Either way I've had success with both versions. I have not noticed any performance gains with grinding vs. adding weight. But that could be just me. I usually grind so I don't have to wait for the JB to dry before I can spin up the arm.


----------



## Brixmix

You should make sure your arms have flat comm's before balancing. If you Zero out the comm's and them balance the arm's WILL get better. Smalltime is right you should check the arm ina chassis to try and feel vibration.


----------



## joegri

hey dyno thanx for posting the pic of your "mousetrap" mine is simular but different.now i,m thinkin maybe glue some of them there magnets to a micrometer and achieve the same tool but even more preciese. i dont know i,m just sayin.infact i,m goin down to the cave and try that.all this stuff just to make a lil car go around a track!!no wonder my fishin buddies think i,ve lost my mind.have any of your friends that dont get slotcarin said that to ya?


----------



## Dyno

I saw a setup with magnets on a micrometer, however, I didnt like the idea that you couldnt put it down and had to hold it in your hand.

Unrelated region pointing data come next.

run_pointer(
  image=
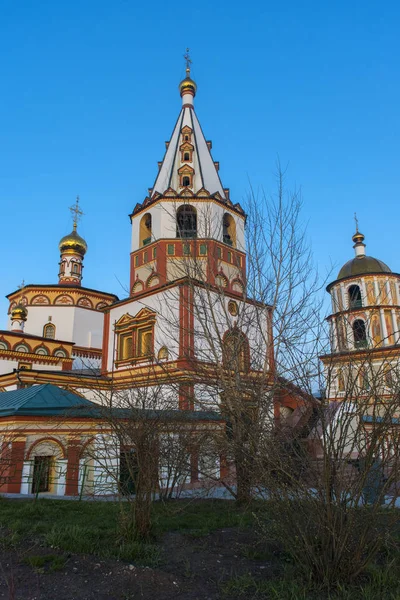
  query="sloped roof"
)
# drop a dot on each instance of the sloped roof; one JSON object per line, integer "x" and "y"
{"x": 40, "y": 400}
{"x": 48, "y": 400}
{"x": 205, "y": 173}
{"x": 362, "y": 265}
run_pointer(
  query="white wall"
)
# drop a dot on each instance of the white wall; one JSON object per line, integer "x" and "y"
{"x": 166, "y": 304}
{"x": 209, "y": 221}
{"x": 73, "y": 323}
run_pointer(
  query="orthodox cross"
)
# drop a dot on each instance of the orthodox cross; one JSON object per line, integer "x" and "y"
{"x": 356, "y": 220}
{"x": 76, "y": 212}
{"x": 186, "y": 56}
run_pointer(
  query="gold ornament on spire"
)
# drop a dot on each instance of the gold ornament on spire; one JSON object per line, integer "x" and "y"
{"x": 187, "y": 85}
{"x": 76, "y": 213}
{"x": 74, "y": 243}
{"x": 358, "y": 237}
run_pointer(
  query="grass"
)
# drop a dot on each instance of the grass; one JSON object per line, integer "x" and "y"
{"x": 38, "y": 562}
{"x": 92, "y": 527}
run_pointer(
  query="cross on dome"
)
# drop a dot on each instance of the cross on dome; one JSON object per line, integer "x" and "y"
{"x": 76, "y": 213}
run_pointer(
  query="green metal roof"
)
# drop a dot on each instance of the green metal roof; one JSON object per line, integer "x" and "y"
{"x": 50, "y": 401}
{"x": 362, "y": 265}
{"x": 40, "y": 400}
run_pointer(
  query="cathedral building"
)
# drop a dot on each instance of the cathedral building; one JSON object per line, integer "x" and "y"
{"x": 186, "y": 321}
{"x": 364, "y": 363}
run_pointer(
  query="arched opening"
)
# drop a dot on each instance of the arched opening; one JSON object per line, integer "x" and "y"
{"x": 235, "y": 351}
{"x": 355, "y": 300}
{"x": 49, "y": 331}
{"x": 229, "y": 230}
{"x": 360, "y": 334}
{"x": 186, "y": 222}
{"x": 145, "y": 230}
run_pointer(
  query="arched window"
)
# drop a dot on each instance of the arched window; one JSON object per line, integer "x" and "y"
{"x": 355, "y": 300}
{"x": 49, "y": 331}
{"x": 360, "y": 334}
{"x": 229, "y": 230}
{"x": 235, "y": 351}
{"x": 145, "y": 230}
{"x": 145, "y": 342}
{"x": 186, "y": 222}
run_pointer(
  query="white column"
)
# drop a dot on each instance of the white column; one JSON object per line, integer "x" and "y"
{"x": 396, "y": 332}
{"x": 26, "y": 477}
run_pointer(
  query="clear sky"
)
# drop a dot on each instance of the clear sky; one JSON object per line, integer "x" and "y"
{"x": 88, "y": 95}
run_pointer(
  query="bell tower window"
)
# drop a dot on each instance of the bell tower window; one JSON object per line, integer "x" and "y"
{"x": 355, "y": 300}
{"x": 145, "y": 230}
{"x": 186, "y": 222}
{"x": 360, "y": 334}
{"x": 49, "y": 331}
{"x": 229, "y": 230}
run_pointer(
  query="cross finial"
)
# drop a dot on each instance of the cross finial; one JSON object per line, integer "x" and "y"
{"x": 76, "y": 213}
{"x": 356, "y": 220}
{"x": 186, "y": 56}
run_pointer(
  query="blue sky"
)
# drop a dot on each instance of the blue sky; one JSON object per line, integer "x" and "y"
{"x": 89, "y": 95}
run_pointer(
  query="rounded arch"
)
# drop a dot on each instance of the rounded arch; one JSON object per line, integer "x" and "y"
{"x": 64, "y": 299}
{"x": 138, "y": 286}
{"x": 153, "y": 280}
{"x": 41, "y": 350}
{"x": 237, "y": 285}
{"x": 83, "y": 453}
{"x": 40, "y": 299}
{"x": 60, "y": 352}
{"x": 4, "y": 345}
{"x": 186, "y": 221}
{"x": 221, "y": 280}
{"x": 49, "y": 331}
{"x": 354, "y": 296}
{"x": 22, "y": 347}
{"x": 229, "y": 230}
{"x": 235, "y": 350}
{"x": 48, "y": 443}
{"x": 145, "y": 229}
{"x": 359, "y": 333}
{"x": 163, "y": 353}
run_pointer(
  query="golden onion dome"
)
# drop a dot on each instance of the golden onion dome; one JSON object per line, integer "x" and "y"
{"x": 187, "y": 85}
{"x": 73, "y": 243}
{"x": 358, "y": 237}
{"x": 19, "y": 312}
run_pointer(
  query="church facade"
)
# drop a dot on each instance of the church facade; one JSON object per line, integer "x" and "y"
{"x": 186, "y": 322}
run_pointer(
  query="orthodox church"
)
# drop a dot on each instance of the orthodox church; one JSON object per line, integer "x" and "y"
{"x": 71, "y": 346}
{"x": 186, "y": 320}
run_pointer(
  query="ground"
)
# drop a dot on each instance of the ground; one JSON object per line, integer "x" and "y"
{"x": 200, "y": 550}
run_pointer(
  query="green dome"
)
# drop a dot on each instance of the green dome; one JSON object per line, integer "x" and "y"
{"x": 362, "y": 265}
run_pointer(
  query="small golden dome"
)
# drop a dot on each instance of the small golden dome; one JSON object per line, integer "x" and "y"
{"x": 187, "y": 85}
{"x": 73, "y": 243}
{"x": 19, "y": 313}
{"x": 358, "y": 238}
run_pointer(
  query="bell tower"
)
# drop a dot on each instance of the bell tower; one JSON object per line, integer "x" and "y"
{"x": 72, "y": 251}
{"x": 187, "y": 214}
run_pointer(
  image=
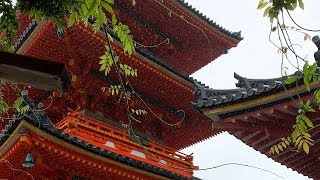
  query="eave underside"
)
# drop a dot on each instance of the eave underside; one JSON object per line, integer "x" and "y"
{"x": 55, "y": 157}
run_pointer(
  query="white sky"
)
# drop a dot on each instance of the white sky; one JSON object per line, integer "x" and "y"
{"x": 255, "y": 57}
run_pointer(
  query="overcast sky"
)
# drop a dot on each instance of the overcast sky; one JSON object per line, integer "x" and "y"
{"x": 255, "y": 57}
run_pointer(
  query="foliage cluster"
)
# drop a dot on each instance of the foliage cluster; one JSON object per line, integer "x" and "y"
{"x": 65, "y": 14}
{"x": 300, "y": 137}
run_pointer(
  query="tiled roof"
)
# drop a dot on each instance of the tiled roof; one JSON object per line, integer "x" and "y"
{"x": 247, "y": 89}
{"x": 236, "y": 35}
{"x": 40, "y": 119}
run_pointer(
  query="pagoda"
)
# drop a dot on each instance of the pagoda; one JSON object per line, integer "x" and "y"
{"x": 82, "y": 134}
{"x": 260, "y": 112}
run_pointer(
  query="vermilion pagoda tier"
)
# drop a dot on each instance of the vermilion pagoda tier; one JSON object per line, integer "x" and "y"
{"x": 169, "y": 48}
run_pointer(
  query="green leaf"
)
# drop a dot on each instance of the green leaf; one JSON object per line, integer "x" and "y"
{"x": 17, "y": 103}
{"x": 107, "y": 7}
{"x": 110, "y": 1}
{"x": 301, "y": 4}
{"x": 71, "y": 19}
{"x": 93, "y": 7}
{"x": 306, "y": 147}
{"x": 114, "y": 19}
{"x": 307, "y": 121}
{"x": 262, "y": 4}
{"x": 101, "y": 17}
{"x": 266, "y": 11}
{"x": 294, "y": 4}
{"x": 276, "y": 149}
{"x": 306, "y": 68}
{"x": 291, "y": 80}
{"x": 289, "y": 6}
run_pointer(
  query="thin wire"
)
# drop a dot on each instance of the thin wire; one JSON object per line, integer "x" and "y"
{"x": 204, "y": 169}
{"x": 238, "y": 164}
{"x": 165, "y": 122}
{"x": 153, "y": 46}
{"x": 118, "y": 74}
{"x": 154, "y": 114}
{"x": 14, "y": 169}
{"x": 306, "y": 29}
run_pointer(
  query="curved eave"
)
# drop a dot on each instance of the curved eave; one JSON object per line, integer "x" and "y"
{"x": 251, "y": 94}
{"x": 256, "y": 103}
{"x": 16, "y": 126}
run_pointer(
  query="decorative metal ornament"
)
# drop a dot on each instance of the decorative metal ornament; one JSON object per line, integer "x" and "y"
{"x": 28, "y": 163}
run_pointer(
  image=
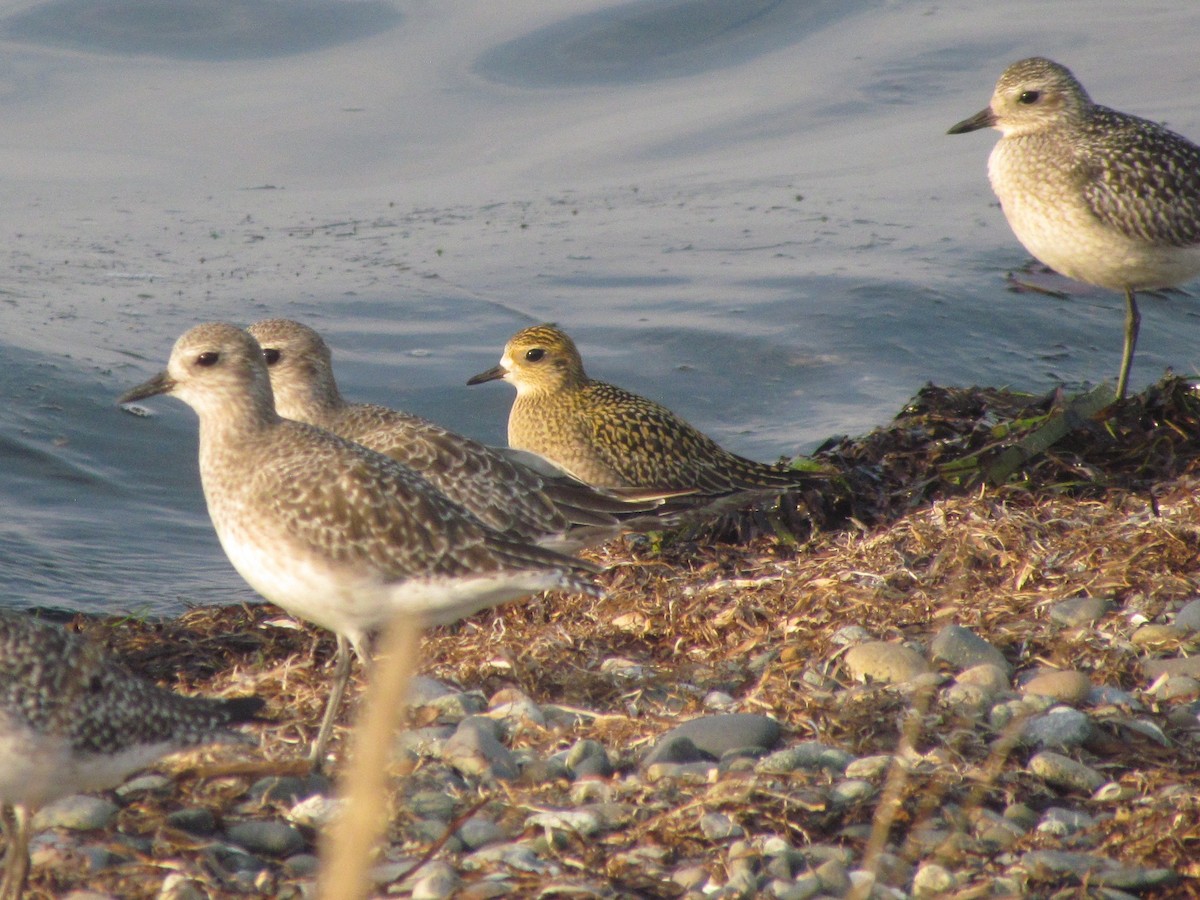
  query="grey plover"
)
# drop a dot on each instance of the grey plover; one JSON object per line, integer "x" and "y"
{"x": 1098, "y": 196}
{"x": 555, "y": 511}
{"x": 72, "y": 720}
{"x": 328, "y": 529}
{"x": 610, "y": 437}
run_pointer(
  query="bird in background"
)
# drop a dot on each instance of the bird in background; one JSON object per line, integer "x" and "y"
{"x": 328, "y": 529}
{"x": 551, "y": 509}
{"x": 72, "y": 720}
{"x": 610, "y": 437}
{"x": 1098, "y": 196}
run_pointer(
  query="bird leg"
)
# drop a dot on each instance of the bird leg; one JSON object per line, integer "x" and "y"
{"x": 16, "y": 870}
{"x": 1133, "y": 322}
{"x": 341, "y": 678}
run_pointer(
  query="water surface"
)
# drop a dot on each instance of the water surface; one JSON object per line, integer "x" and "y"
{"x": 750, "y": 213}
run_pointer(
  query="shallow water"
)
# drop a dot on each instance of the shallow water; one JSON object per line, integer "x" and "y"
{"x": 756, "y": 219}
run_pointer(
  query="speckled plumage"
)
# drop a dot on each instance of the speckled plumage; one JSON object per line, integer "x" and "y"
{"x": 328, "y": 529}
{"x": 610, "y": 437}
{"x": 559, "y": 513}
{"x": 72, "y": 720}
{"x": 1099, "y": 196}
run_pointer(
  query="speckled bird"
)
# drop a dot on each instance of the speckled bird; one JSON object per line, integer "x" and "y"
{"x": 561, "y": 513}
{"x": 73, "y": 720}
{"x": 328, "y": 529}
{"x": 610, "y": 437}
{"x": 1098, "y": 196}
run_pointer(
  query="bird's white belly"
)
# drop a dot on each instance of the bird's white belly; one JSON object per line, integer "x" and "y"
{"x": 1049, "y": 216}
{"x": 353, "y": 601}
{"x": 37, "y": 768}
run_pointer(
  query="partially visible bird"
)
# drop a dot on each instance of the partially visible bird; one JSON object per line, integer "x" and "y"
{"x": 328, "y": 529}
{"x": 610, "y": 437}
{"x": 72, "y": 720}
{"x": 1098, "y": 196}
{"x": 555, "y": 511}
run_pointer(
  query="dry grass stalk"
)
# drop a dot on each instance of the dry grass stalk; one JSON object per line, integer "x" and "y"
{"x": 353, "y": 837}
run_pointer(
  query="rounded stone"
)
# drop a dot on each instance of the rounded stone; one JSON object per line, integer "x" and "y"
{"x": 1188, "y": 618}
{"x": 1079, "y": 611}
{"x": 1066, "y": 687}
{"x": 963, "y": 648}
{"x": 933, "y": 880}
{"x": 474, "y": 750}
{"x": 715, "y": 735}
{"x": 275, "y": 838}
{"x": 1062, "y": 772}
{"x": 988, "y": 677}
{"x": 1060, "y": 727}
{"x": 77, "y": 813}
{"x": 885, "y": 661}
{"x": 1156, "y": 635}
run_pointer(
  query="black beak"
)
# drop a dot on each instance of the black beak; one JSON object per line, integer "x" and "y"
{"x": 161, "y": 383}
{"x": 489, "y": 376}
{"x": 983, "y": 119}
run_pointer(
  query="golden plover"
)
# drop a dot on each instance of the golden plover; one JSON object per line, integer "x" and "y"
{"x": 610, "y": 437}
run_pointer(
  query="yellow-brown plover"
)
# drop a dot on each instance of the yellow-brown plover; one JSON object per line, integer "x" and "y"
{"x": 610, "y": 437}
{"x": 328, "y": 529}
{"x": 1098, "y": 196}
{"x": 555, "y": 511}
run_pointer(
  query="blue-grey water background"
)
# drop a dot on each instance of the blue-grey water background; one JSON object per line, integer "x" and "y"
{"x": 749, "y": 211}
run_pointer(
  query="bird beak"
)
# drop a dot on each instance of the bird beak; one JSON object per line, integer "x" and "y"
{"x": 489, "y": 376}
{"x": 983, "y": 119}
{"x": 161, "y": 383}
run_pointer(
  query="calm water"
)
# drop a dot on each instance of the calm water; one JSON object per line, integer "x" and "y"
{"x": 749, "y": 211}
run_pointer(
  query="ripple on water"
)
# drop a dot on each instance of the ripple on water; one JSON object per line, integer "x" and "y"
{"x": 201, "y": 29}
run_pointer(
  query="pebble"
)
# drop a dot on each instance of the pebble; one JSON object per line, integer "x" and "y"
{"x": 1177, "y": 688}
{"x": 1157, "y": 635}
{"x": 805, "y": 755}
{"x": 588, "y": 759}
{"x": 77, "y": 813}
{"x": 1188, "y": 618}
{"x": 1065, "y": 687}
{"x": 143, "y": 785}
{"x": 852, "y": 791}
{"x": 717, "y": 826}
{"x": 1061, "y": 822}
{"x": 1054, "y": 864}
{"x": 515, "y": 708}
{"x": 870, "y": 767}
{"x": 474, "y": 750}
{"x": 933, "y": 880}
{"x": 270, "y": 837}
{"x": 1079, "y": 611}
{"x": 316, "y": 811}
{"x": 1175, "y": 666}
{"x": 713, "y": 736}
{"x": 883, "y": 661}
{"x": 1059, "y": 771}
{"x": 987, "y": 676}
{"x": 834, "y": 877}
{"x": 478, "y": 832}
{"x": 193, "y": 820}
{"x": 963, "y": 648}
{"x": 436, "y": 881}
{"x": 1062, "y": 727}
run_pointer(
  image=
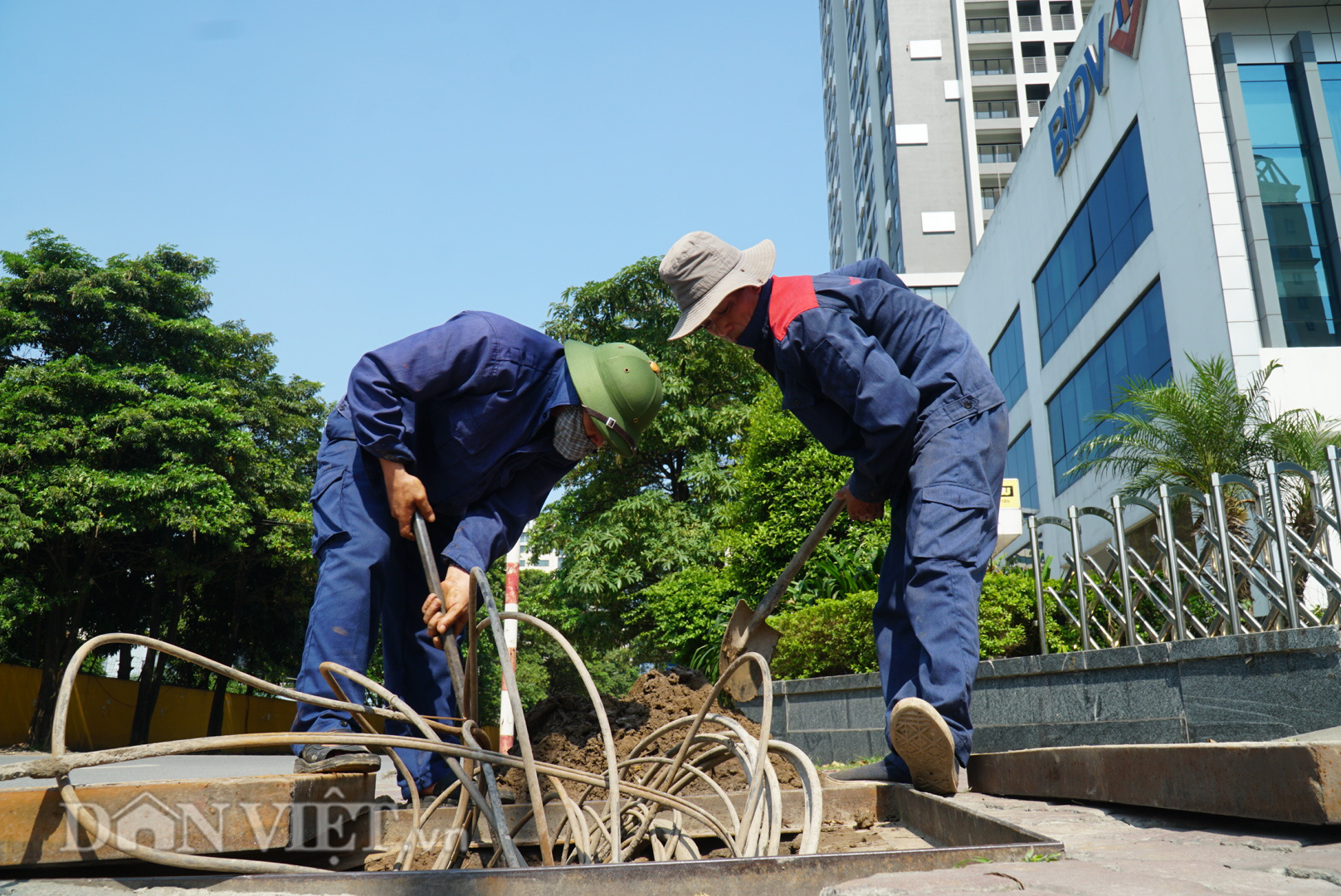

Also, how do you flatten out the comms? Ive seen tools for polishing but not straightening.


----------



## mahorsc

Dyno said:


> I saw a setup with magnets on a micrometer, however, I didnt like the idea that you couldnt put it down and had to hold it in your hand.
> 
> Also, how do you flatten out the comms? Ive seen tools for polishing but not straightening.


harbor freight sells a mic stand for $9.99 
scale engineering sells the com tool $75.00 i got mine from zoomin motorsports it saves about 80% of mine motors so far that i thought were junk


----------